Friday, June 7, 2013


Hi, my name is Giles.  I’m a kid.  I also happen to be the main character in James Mihaley’s novel, ‘You Can’t Have My Planet But Take My Brother, Please’.  James asked me to talk to you today about romance in Middle Grade fiction.  Many writers choose to avoid it.  It’s too tricky in their opinion so they stay far away from it.  But that’s not right.  We middle graders deserve to have romance in our books and its up to you writers to create it for us. 

The cute girl with bright blue skin in the photograph above is Tula.  She is also in Mr. Mihaley’s book.  I am madly in love with her, even though she is an alien and I come from planet Earth.  How could I not be in love with Tula?  She is only 12 but already a lawyer, an environmental lawyer who goes around the universe protecting the natural beauty on distant planets.  Is that cool or what?

When depicting MG romance, you may want to keep in mind that a 13 year old like me can be really shy.  Bashfulness is a big deal when dealing with a young crush.  Here is a line from the book that captures my awkwardness.  (All lines from the book will appear in bold.)

I thought she was cute, in an iridescent sort of way, but I certainly didn’t want her knowing that.

Because we’re not adults, there’s a certain playfulness to much of what we do.  Things aren’t always so serious.  Here’s an example from the book.  Tula and I are alone in my spaceship.  Yeah, that’s right.  I have a spaceship!

I tried to think of something funny to say.  When you’re alone with a cute girl it’s important not to be boring.
"Do you know what would be a cool name for a band?" I said.  "The Chocolate Covered Rats."
         "I’d buy their CD,” Tula said.
"I think that's what I'll be when I grow up," I said.  "A professional rock band namer."        
I think Tula was impressed that I was already starting to think about my career.  She gave me a big stupid grin.  A big stupid grin isn't really stupid.  No way.  It's the most precious kind of smile a girl can give you.  It's an 'I'VE GOT A CRUSH ON YOU' kind of smile.

Just because we kid around a lot, please don’t think we can’t have serious moments.  A young crush can have profound emotional depth.  At the end of the book, when I am about to embark on a journey to rescue my grandmother, a journey that will place me in great peril, Tula and I have a serious moment together.

“Tula, I have a favor to ask.”
“Anything, Giles.”
“Listen, this is really hard to say but…but…I don’t want to die without ever having kissed a girl.  So can we kiss?”
“Why not?”
“Then you won’t die,” Tula said.  “If you die without ever having kissed a girl it’s extremely embarrassing.  When you get to heaven they’ll all laugh at you.  Oh, here comes Giles.  He never kissed a girl.  Ha Ha.”
“Well then, I guess I’d better not die.”
She wrapped her arms around me.  “You’d better not.”

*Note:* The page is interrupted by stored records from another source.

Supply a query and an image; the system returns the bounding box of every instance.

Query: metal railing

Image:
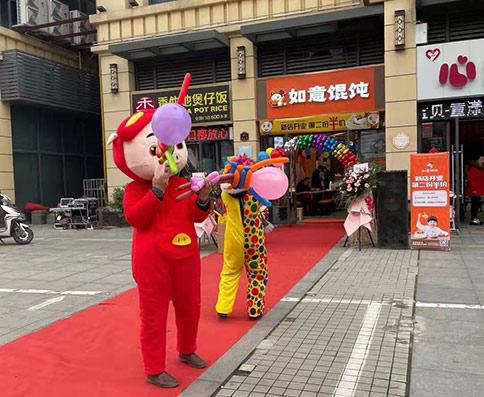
[83,179,106,208]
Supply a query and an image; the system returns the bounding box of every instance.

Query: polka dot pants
[243,195,268,317]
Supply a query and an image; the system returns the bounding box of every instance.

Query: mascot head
[108,73,191,181]
[220,154,255,196]
[108,109,188,181]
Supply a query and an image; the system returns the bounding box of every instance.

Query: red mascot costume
[108,85,211,387]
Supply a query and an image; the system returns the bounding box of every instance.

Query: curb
[179,237,346,397]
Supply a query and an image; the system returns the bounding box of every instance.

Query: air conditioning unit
[17,0,49,26]
[70,10,96,45]
[47,0,69,36]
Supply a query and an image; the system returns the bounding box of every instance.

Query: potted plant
[336,165,381,243]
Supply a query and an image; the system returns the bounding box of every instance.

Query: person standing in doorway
[466,156,484,226]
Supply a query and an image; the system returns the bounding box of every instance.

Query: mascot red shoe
[108,76,211,387]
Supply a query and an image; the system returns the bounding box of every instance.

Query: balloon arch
[284,134,358,168]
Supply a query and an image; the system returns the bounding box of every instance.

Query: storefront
[132,83,234,172]
[417,39,484,226]
[257,66,385,183]
[0,50,104,207]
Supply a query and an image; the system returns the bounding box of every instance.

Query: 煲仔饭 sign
[133,85,232,123]
[410,152,450,251]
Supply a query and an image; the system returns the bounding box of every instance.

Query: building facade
[0,0,104,207]
[90,0,477,198]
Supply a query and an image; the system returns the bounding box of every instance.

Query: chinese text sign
[133,85,231,123]
[266,68,375,118]
[410,152,450,251]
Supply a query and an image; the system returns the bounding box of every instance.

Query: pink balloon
[151,103,192,146]
[250,167,289,200]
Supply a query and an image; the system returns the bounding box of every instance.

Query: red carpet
[0,224,344,397]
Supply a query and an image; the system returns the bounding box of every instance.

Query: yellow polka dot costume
[216,192,267,318]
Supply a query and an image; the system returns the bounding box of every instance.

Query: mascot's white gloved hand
[153,161,173,192]
[264,222,274,234]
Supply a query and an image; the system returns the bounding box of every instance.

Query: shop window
[11,105,103,207]
[150,0,176,4]
[258,17,384,77]
[0,0,17,28]
[358,131,385,163]
[419,121,449,153]
[135,49,231,91]
[417,1,484,44]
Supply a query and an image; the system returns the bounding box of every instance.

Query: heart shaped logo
[425,48,440,62]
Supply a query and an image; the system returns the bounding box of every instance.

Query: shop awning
[109,30,230,61]
[0,50,101,114]
[241,4,383,43]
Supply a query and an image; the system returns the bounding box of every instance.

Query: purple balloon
[151,103,192,146]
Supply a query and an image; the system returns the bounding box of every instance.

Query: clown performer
[216,150,287,320]
[109,75,211,388]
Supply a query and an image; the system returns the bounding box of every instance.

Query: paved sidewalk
[182,243,418,397]
[410,226,484,397]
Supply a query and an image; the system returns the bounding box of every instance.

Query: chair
[195,215,218,248]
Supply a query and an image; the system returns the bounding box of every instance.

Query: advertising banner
[410,152,450,251]
[260,112,380,135]
[133,85,232,123]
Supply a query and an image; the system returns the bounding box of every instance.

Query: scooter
[0,193,34,245]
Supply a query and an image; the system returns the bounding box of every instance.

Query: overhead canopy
[241,4,383,43]
[109,30,230,61]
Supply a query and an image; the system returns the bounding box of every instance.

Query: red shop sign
[187,127,230,142]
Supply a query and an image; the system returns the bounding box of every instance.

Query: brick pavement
[216,248,418,397]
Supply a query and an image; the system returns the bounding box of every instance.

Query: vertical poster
[410,152,450,251]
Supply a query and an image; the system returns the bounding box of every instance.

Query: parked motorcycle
[0,193,34,244]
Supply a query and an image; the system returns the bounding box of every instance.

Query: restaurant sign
[260,112,380,135]
[419,97,484,121]
[186,127,230,143]
[133,85,232,123]
[260,67,383,118]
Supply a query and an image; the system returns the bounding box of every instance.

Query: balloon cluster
[284,134,358,168]
[257,147,286,161]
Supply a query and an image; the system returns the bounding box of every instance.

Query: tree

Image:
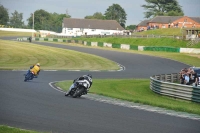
[27,9,71,32]
[0,5,9,25]
[85,12,105,20]
[104,4,127,28]
[27,9,50,30]
[10,10,24,28]
[142,0,184,18]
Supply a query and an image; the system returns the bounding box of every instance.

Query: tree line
[0,0,184,32]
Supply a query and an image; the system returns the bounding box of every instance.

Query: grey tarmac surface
[0,37,200,133]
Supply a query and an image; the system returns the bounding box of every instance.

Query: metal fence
[150,73,200,103]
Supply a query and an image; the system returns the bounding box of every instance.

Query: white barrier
[0,28,37,32]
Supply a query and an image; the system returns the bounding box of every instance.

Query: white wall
[0,28,36,32]
[62,28,123,36]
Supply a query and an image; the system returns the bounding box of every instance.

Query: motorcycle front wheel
[72,87,85,98]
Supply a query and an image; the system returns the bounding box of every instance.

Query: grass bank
[0,40,119,70]
[56,79,200,115]
[76,37,200,48]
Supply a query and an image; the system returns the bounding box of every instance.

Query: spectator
[183,72,190,85]
[180,68,187,84]
[189,70,199,86]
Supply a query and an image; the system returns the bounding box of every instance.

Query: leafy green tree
[0,5,9,25]
[126,25,136,30]
[85,12,105,20]
[27,9,50,30]
[142,0,184,18]
[104,4,127,28]
[27,9,71,32]
[10,10,24,28]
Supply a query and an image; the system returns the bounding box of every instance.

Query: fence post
[171,73,174,83]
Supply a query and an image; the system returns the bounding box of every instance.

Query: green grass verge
[0,40,119,70]
[74,37,200,48]
[56,79,200,115]
[0,31,39,36]
[45,42,200,66]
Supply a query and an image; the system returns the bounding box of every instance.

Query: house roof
[189,17,200,23]
[149,16,183,23]
[63,18,124,30]
[137,20,150,27]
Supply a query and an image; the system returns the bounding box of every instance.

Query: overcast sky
[0,0,200,26]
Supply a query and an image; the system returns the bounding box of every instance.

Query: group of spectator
[180,68,199,86]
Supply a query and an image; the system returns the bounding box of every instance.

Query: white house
[62,18,124,36]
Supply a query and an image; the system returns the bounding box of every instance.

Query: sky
[0,0,200,26]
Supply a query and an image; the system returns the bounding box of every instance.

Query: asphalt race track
[0,38,200,133]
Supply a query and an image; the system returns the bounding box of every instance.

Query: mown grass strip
[56,79,200,115]
[0,40,119,70]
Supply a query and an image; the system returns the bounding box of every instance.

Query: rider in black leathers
[65,74,92,96]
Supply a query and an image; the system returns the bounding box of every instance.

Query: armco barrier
[150,74,200,103]
[17,38,200,54]
[143,46,180,53]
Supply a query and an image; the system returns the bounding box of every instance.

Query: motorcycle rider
[65,74,92,96]
[27,63,40,79]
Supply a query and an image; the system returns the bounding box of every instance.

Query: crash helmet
[87,74,92,78]
[36,63,40,67]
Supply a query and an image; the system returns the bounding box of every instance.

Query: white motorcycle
[65,80,90,98]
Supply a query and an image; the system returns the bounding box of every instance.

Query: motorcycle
[24,71,35,82]
[65,81,89,98]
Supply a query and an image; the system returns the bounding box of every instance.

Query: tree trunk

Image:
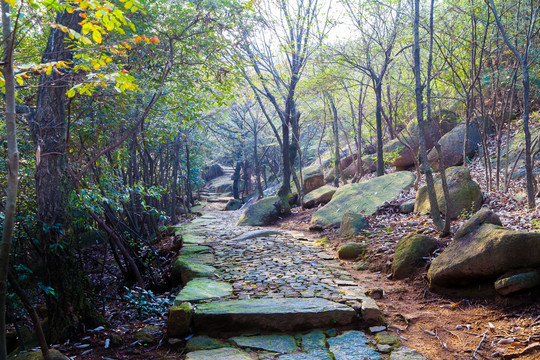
[373,82,384,176]
[413,0,444,230]
[0,1,19,359]
[31,11,100,343]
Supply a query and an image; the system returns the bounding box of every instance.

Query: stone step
[193,298,357,333]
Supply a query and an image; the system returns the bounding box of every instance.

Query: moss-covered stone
[302,166,324,194]
[171,254,217,284]
[186,335,229,352]
[311,171,415,226]
[375,331,401,347]
[237,196,281,226]
[338,242,366,260]
[167,302,193,338]
[135,325,163,345]
[304,185,337,209]
[414,166,482,219]
[339,210,369,237]
[8,349,69,360]
[392,233,437,280]
[428,223,540,287]
[174,278,233,305]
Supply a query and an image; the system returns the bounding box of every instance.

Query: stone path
[169,211,424,360]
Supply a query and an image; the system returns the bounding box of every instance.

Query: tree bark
[0,1,19,359]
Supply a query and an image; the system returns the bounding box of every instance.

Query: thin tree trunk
[0,1,19,359]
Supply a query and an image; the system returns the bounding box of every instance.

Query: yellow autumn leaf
[92,30,101,44]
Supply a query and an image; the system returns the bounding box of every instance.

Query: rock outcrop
[428,210,540,287]
[392,233,438,280]
[311,171,416,226]
[414,166,482,219]
[428,121,482,171]
[237,196,280,226]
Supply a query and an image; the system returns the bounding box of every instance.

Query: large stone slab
[174,278,233,305]
[186,348,253,360]
[311,171,416,226]
[234,230,281,241]
[278,350,333,360]
[194,298,356,332]
[328,330,382,360]
[236,196,280,226]
[229,335,298,354]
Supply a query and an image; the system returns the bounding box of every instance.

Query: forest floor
[9,125,540,360]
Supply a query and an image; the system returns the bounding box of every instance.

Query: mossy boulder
[167,302,193,338]
[383,110,459,170]
[392,233,438,280]
[428,223,540,287]
[339,210,369,237]
[414,166,482,219]
[311,171,415,226]
[171,254,217,284]
[338,242,366,260]
[495,270,540,296]
[186,335,229,352]
[428,121,482,171]
[302,166,324,195]
[134,325,163,345]
[225,199,242,211]
[236,196,281,226]
[498,127,540,178]
[304,185,337,209]
[8,349,69,360]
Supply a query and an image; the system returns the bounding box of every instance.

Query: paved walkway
[173,211,425,360]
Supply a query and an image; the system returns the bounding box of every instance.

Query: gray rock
[234,230,281,241]
[428,121,482,171]
[167,303,193,338]
[311,171,416,226]
[399,199,416,214]
[328,330,382,360]
[304,185,337,209]
[390,347,427,360]
[454,208,502,240]
[392,233,438,280]
[194,298,356,332]
[225,199,243,211]
[302,166,324,195]
[171,254,217,284]
[278,350,333,360]
[186,348,254,360]
[414,166,482,219]
[174,278,233,305]
[339,210,369,237]
[230,335,298,354]
[338,242,366,260]
[186,335,227,352]
[302,329,326,353]
[495,270,540,296]
[237,196,280,226]
[428,223,540,287]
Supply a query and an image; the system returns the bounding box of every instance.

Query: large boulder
[414,166,482,219]
[302,166,325,194]
[237,196,280,226]
[383,110,459,170]
[392,233,438,280]
[339,210,369,237]
[342,155,377,180]
[304,185,337,209]
[428,121,482,171]
[203,164,225,181]
[428,220,540,287]
[498,127,540,178]
[311,171,416,226]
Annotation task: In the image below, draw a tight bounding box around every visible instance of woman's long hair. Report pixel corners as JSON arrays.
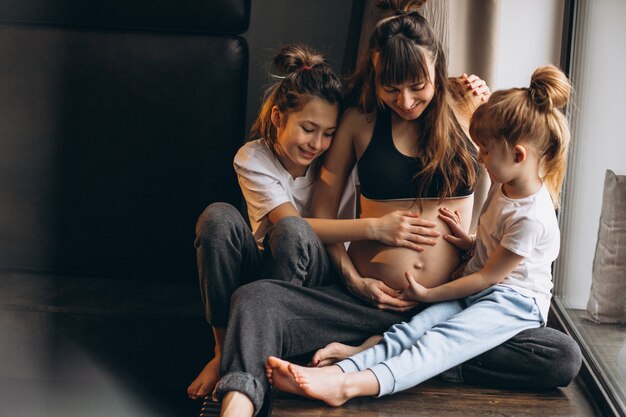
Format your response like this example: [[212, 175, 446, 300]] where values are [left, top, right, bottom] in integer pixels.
[[347, 0, 477, 199]]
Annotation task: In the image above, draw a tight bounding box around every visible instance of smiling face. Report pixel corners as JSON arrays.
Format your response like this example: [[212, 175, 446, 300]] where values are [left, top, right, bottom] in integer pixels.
[[478, 141, 515, 184], [272, 97, 339, 178], [376, 57, 435, 120]]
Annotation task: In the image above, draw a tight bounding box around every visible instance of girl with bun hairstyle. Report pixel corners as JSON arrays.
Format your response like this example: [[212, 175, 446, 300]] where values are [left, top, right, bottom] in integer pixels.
[[267, 66, 570, 406], [216, 1, 581, 416], [187, 45, 454, 399]]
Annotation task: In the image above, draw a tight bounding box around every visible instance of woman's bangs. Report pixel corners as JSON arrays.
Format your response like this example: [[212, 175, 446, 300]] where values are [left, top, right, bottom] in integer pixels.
[[375, 40, 429, 85]]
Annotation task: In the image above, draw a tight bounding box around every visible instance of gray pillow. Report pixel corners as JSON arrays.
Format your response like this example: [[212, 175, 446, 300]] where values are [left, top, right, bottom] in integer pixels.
[[587, 170, 626, 323]]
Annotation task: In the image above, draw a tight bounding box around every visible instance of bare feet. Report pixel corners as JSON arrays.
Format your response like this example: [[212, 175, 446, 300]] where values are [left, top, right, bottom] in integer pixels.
[[187, 356, 221, 400], [311, 335, 382, 366], [265, 356, 304, 395], [266, 356, 351, 407]]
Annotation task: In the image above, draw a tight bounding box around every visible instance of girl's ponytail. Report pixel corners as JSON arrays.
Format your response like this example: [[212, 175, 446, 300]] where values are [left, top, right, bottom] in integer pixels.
[[250, 45, 343, 151], [528, 66, 572, 207]]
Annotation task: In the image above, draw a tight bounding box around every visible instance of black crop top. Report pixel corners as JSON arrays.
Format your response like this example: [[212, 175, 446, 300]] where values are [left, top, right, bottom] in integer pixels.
[[358, 110, 476, 200]]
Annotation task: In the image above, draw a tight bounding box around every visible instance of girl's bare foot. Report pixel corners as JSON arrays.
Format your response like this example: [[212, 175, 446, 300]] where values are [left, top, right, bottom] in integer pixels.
[[311, 335, 382, 366], [187, 356, 221, 400], [265, 356, 304, 395], [265, 356, 349, 406], [289, 364, 352, 407]]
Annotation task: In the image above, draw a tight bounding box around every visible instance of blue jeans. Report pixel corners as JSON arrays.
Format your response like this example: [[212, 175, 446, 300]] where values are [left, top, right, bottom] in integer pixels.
[[337, 285, 542, 396]]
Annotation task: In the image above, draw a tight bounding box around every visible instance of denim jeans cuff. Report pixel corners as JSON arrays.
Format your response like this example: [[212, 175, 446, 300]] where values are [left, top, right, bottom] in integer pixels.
[[335, 358, 360, 373], [369, 363, 396, 398], [215, 372, 265, 415]]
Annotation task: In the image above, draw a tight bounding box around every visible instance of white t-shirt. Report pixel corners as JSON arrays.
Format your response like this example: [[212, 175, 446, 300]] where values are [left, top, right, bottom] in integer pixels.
[[233, 139, 356, 249], [465, 183, 561, 323]]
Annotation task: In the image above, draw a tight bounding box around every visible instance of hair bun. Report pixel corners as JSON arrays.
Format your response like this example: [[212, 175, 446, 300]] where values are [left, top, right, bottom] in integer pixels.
[[528, 65, 572, 111], [274, 45, 327, 75], [376, 0, 427, 16]]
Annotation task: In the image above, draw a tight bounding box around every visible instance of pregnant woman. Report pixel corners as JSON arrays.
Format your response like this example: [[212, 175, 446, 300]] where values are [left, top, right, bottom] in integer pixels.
[[216, 1, 581, 416]]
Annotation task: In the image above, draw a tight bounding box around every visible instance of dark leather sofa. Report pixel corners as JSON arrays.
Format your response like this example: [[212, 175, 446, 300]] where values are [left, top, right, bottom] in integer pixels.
[[0, 0, 250, 416]]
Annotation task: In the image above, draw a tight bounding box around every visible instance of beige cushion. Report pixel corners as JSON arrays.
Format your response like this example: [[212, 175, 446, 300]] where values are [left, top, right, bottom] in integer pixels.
[[587, 170, 626, 323]]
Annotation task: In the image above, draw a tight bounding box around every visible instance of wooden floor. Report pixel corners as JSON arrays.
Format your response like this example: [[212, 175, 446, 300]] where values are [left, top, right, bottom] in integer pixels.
[[271, 379, 600, 417]]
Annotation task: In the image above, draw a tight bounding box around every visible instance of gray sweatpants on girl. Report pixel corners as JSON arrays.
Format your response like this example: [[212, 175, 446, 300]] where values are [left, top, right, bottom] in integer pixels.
[[196, 204, 582, 412]]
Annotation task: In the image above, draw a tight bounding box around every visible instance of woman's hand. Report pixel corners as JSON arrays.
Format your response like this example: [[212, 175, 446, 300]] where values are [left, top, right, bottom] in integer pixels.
[[459, 73, 491, 103], [350, 278, 417, 311], [438, 207, 474, 251], [373, 210, 441, 252]]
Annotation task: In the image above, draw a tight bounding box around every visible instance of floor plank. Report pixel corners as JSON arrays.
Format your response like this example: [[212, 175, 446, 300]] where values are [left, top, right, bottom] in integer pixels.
[[272, 379, 598, 417]]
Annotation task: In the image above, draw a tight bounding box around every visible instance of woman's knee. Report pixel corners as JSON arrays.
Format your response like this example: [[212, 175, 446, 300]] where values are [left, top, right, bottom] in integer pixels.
[[196, 202, 245, 241]]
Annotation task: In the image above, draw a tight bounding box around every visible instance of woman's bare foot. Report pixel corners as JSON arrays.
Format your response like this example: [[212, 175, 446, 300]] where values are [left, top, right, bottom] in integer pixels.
[[266, 356, 350, 407], [265, 356, 312, 395], [311, 335, 382, 366], [187, 356, 221, 400]]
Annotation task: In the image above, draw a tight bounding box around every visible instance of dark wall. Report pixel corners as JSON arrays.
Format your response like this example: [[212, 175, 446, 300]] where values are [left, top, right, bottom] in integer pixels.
[[244, 0, 362, 132], [0, 0, 249, 281]]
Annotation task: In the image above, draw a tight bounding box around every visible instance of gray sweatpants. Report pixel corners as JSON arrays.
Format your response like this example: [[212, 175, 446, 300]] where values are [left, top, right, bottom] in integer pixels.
[[195, 203, 337, 327], [196, 203, 581, 412]]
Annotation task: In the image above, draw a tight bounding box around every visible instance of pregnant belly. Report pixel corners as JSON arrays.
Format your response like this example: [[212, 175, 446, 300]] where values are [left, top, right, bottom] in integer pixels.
[[348, 238, 460, 290], [348, 196, 474, 290]]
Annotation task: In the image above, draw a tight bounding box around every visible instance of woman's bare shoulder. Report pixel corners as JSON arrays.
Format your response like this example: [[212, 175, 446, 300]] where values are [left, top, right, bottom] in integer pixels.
[[339, 107, 376, 137]]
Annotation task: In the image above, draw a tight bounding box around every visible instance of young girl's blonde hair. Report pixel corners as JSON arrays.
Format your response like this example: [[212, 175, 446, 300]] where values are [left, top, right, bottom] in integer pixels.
[[470, 65, 572, 207], [249, 45, 343, 153]]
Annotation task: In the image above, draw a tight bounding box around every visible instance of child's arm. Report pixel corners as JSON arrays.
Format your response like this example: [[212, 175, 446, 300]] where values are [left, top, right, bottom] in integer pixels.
[[267, 202, 439, 252], [402, 246, 524, 303], [438, 207, 476, 252]]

So there you have it.  Romance in MG can be a beautiful thing.  Please don’t be afraid to explore it!


  1. Thank you so much for sharing this! I usually write YA but started my first MG novel this month. My MC Jupiter has a crush on a girl and this has given me so reassurance about letting the romance shine. I'm afraid of MG because you have to be careful not to go too far but I'm glad I finally decided to dive in.

  2. I'm glad you wrote this, main character. I'm 3/4 through a MG rough draft now. My characters are 13. Some romance and depth was coming up. Thought I was out of my mind, but now I believe I might be able to pull it off. Thanks!

  3. My MG students really enjoy romance, as long as it is awkward and kind of funny. They are interested, but they want to see the characters almost make fun of it, and themselves, while it is happening.

  4. That is an awkward time altogether so I can certainly see MG romance being a bashful, silly and sometimes serious exchange between characters.

  5. Love this post! Having crushes/romance in MG can be tricky, but it can definitely be an age where kids are starting to think about their friends in different ways, especially as you get to the top end of the 8-12 spectrum (i.e., "wow, my best friend is actually really pretty and she always smells so nice...what? where did that thought come from! let's play spies."

  6. Great post! I don't think romance is a must in MG, but it can certainly be a lot of fun. Love the quotes from this book. :)

  7. I love this post written by your MC! Well done!

  8. Sounds like we have a bunch of brilliant writers out there who are ready to take on this tricky task! Bravo!

  9. I also think as MG writers we have to keep in mind that our books attract readers younger than our main characters. If our characters are 12/13, then we'll get a lot of 10+ readers, or even younger (subject matter pending). Therefore, use of careful language when exploring crushes is vital. It's all in the way the writer presents it. Love the way it's presented above. Awesome writing, James.

    1. Great point, Tracy. My main audience is 3-5th graders. They're certainly not 13.